Bij “het in eigendom hebben van de woning te betalen zakelijke lasten” kan worden gedacht aan het rioolrecht, de onroerende zaakbelasting, de brandverzekering, de opstalverzekering, het eigenaarsdeel van de waterschapslasten en het erfpachtcanon.
Lid 2 onderdeel g: basishuur
In de omschrijving wordt verwezen naar artikel 17 lid 2 en artikel 16 lid 1 van de Wet op de huurtoeslag. In artikel 17 is geregeld de normhuur en in artikel 16 de inkomensonafhankelijke bijdrage. Een huur ten bedrage van de som van beide blijft bij een inkomen op bijstandsniveau voor eigen rekening. Dit wordt de basishuur genoemd. In de woonkosten worden geacht te zijn begrepen de elementen die in het geval van huur meetellen voor het vaststellen van het recht op huurtoeslag.
Lid 2 onderdeel i. Commerciële huurprijs
Het bedrag van de commerciële ‘kale’ huurprijs is het bedrag van de basishuur, zoals omschreven in de toelichting op artikel 1 lid 1 onderdeel g van deze beleidsregel. In deze huur zijn begrepen de elementen die voor het bepalen van het recht op huurtoeslag meetellen. De normhuur, die deel uitmaakt van de basishuur, behoort bij het minimum-inkomensijkpunt van lid 1 van artikel 17 van de Wet op de huurtoeslag. In dit artikellid wordt onder het minimum-inkomensijkpunt verstaan de bijstandsnorm voor een alleenstaande en de bijstandsnorm voor gehuwden. Uit het feit dat de normhuur in de bijstandsnorm is begrepen, zijnde de norm voor de algemene noodzakelijke bestaanskosten, valt af te leiden dat het om een commerciële huur gaat.
Over het algemeen zit in de huurprijs, die de onderhuurder en/of kamerbewoner betaalt, een bedrag verdisconteerd voor betaling van gas, water en electra. Om de ‘kale’ huurprijs te berekenen, die de onderhuurder betaalt aan de huurder, dient de bruto commerciële huurprijs verlaagd te worden met een bedrag van € 60,--. (Voor de uiteenzetting van het bedrag van € 60,-- wordt verwezen naar de toelichting onder artikel 4 lid 2 van deze beleidsregel).

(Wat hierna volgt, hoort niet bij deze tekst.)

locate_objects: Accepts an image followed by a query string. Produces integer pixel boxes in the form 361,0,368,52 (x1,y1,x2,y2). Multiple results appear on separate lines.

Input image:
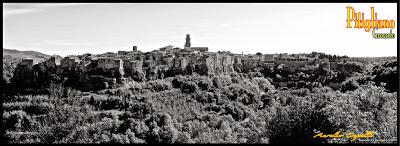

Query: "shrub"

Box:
340,78,360,92
197,78,212,91
181,81,198,93
253,77,275,92
146,80,172,91
172,75,186,88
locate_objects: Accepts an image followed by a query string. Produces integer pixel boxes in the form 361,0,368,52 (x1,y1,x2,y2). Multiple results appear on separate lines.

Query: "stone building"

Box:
46,57,61,68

Om van een commerciële ‘kale’ huurprijs te spreken dient de uitkomst hiervan hoger te zijn dan de basishuur. Is deze huurprijs lager, dan mag ervan worden uitgegaan dat er geen sprake is van een commerciële huurprijs en behoort de huurder tot het gezin en valt daardoor onder de kostendelersnorm.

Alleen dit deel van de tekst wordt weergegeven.